Ушло так ушло, будем жить дальше. Наступит когда-нибудь и другой день. Я вышел из-за стола, так и оставив на нем машинку и стопку чистой бумаги, и поехал к морю. Я подъехал к берегу, там ни души, даже ни одного японца с удочкой. Я ходил, смотрел, слушал, подбирал камушки и кусочки дерева. И ничего. Идти по мягкому песку трудно, и я стал прихрамывать, в ухе снова зашумело, больной глаз застлало туманом; чайки кружились вокруг меня, опускаясь все ниже и ниже, словно ждали, что я брошу им что-нибудь, или словно я действительно был избранником судьбы, и они в виде ритуала чертили нимб над моей головой.

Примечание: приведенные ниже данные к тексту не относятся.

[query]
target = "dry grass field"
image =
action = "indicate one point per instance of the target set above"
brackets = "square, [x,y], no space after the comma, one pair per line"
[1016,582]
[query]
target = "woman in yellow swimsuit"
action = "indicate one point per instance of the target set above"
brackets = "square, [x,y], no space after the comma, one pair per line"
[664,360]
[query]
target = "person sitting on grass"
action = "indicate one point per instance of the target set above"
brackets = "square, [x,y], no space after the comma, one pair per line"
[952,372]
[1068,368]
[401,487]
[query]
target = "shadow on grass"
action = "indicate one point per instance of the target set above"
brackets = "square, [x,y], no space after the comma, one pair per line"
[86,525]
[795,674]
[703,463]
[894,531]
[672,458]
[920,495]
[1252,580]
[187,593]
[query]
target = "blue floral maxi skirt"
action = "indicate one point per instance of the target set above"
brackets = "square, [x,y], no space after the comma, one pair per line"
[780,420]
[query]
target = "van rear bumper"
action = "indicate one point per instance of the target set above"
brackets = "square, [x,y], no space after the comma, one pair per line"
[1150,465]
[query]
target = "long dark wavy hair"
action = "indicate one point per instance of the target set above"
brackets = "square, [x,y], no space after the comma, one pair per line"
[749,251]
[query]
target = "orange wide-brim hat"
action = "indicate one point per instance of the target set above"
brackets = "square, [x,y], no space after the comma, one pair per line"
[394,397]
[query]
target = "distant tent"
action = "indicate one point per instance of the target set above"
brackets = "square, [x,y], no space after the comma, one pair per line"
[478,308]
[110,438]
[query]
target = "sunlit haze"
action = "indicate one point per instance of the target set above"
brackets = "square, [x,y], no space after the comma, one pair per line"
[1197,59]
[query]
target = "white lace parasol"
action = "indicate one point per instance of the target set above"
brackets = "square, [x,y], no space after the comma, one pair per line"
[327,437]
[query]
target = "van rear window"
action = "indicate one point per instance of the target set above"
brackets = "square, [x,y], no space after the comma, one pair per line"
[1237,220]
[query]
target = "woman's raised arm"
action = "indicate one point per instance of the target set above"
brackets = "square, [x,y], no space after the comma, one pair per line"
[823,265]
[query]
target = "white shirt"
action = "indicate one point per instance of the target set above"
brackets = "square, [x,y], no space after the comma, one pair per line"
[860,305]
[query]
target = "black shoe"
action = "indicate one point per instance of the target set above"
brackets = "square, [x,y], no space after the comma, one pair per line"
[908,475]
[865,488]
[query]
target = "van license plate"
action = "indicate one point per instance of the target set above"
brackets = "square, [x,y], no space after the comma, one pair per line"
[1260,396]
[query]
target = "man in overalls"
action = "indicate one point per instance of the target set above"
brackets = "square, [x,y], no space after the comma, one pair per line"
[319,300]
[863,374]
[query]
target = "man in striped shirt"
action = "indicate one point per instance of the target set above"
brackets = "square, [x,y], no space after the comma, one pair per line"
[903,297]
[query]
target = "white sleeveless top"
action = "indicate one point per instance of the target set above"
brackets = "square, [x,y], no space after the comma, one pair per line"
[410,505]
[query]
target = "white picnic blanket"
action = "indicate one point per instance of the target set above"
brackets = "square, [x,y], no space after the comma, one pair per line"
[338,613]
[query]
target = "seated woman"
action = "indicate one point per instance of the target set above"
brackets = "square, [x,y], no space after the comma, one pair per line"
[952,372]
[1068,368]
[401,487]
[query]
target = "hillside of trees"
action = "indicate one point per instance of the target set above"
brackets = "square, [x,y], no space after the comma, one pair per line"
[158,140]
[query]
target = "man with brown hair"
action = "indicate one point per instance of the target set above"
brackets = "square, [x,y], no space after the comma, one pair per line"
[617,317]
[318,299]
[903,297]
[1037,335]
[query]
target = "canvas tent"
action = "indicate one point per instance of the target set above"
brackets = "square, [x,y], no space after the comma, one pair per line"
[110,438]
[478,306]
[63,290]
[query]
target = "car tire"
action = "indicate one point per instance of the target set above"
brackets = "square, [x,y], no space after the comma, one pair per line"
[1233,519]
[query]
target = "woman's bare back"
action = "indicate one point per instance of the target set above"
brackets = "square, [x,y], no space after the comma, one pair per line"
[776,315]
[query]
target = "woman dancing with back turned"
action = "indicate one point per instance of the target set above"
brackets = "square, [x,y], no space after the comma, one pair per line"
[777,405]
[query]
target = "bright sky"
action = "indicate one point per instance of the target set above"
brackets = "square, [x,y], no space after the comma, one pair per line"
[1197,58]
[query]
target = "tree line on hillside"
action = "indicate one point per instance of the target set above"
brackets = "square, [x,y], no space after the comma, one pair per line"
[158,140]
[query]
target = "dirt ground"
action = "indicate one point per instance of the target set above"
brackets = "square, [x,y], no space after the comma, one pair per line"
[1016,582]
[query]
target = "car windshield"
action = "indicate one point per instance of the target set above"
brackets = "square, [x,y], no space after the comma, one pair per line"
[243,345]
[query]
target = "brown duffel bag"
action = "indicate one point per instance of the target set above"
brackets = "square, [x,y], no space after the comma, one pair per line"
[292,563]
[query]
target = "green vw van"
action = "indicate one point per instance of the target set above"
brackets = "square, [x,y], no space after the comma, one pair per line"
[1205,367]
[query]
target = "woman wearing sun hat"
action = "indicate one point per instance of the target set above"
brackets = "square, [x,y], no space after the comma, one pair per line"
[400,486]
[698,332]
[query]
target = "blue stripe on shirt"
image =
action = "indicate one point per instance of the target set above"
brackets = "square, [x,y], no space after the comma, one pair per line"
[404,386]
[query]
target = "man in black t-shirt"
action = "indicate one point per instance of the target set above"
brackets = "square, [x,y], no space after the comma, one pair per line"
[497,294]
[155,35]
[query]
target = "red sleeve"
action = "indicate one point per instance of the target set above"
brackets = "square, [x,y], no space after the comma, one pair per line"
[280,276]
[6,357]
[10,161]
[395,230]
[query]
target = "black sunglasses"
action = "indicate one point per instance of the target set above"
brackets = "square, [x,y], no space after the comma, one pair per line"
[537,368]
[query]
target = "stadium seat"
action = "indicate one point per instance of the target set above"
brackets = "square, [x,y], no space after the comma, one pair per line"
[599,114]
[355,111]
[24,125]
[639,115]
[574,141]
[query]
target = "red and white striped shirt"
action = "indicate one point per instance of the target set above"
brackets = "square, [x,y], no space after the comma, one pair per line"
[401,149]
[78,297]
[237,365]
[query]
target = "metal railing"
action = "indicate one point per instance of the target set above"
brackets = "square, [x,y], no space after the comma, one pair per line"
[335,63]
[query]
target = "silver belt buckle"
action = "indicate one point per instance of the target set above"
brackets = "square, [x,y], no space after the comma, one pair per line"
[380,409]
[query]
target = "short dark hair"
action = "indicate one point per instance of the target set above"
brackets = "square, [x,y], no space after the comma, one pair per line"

Я слонялся без дела целый день, во рту кислый привкус сигарет, оброс не меньше любого из битлов, погруженный в воспоминания о мертвых, а в моей памяти живых, все дальше и дальше. 1934, 1932, 1928, до бомбы, до войны, когда умели веселиться, когда не было смерти, когда мертвые еще не умерли и ты шел на чьи-нибудь похороны, думая: «А ведь это, наверное, любопытно». Затем, когда солнце начало садиться в море, я вернулся к своему кофе и сигаретам, к своему столу, машинке и стопке чистой бумаги, черт возьми, сегодня был тот день, но он так и не свершился. Я знал это наверняка, и никаких оправданий мне не было, виноват только я и никто другой, и вот он прошел мимо меня, тот самый день снова пролетел мимо.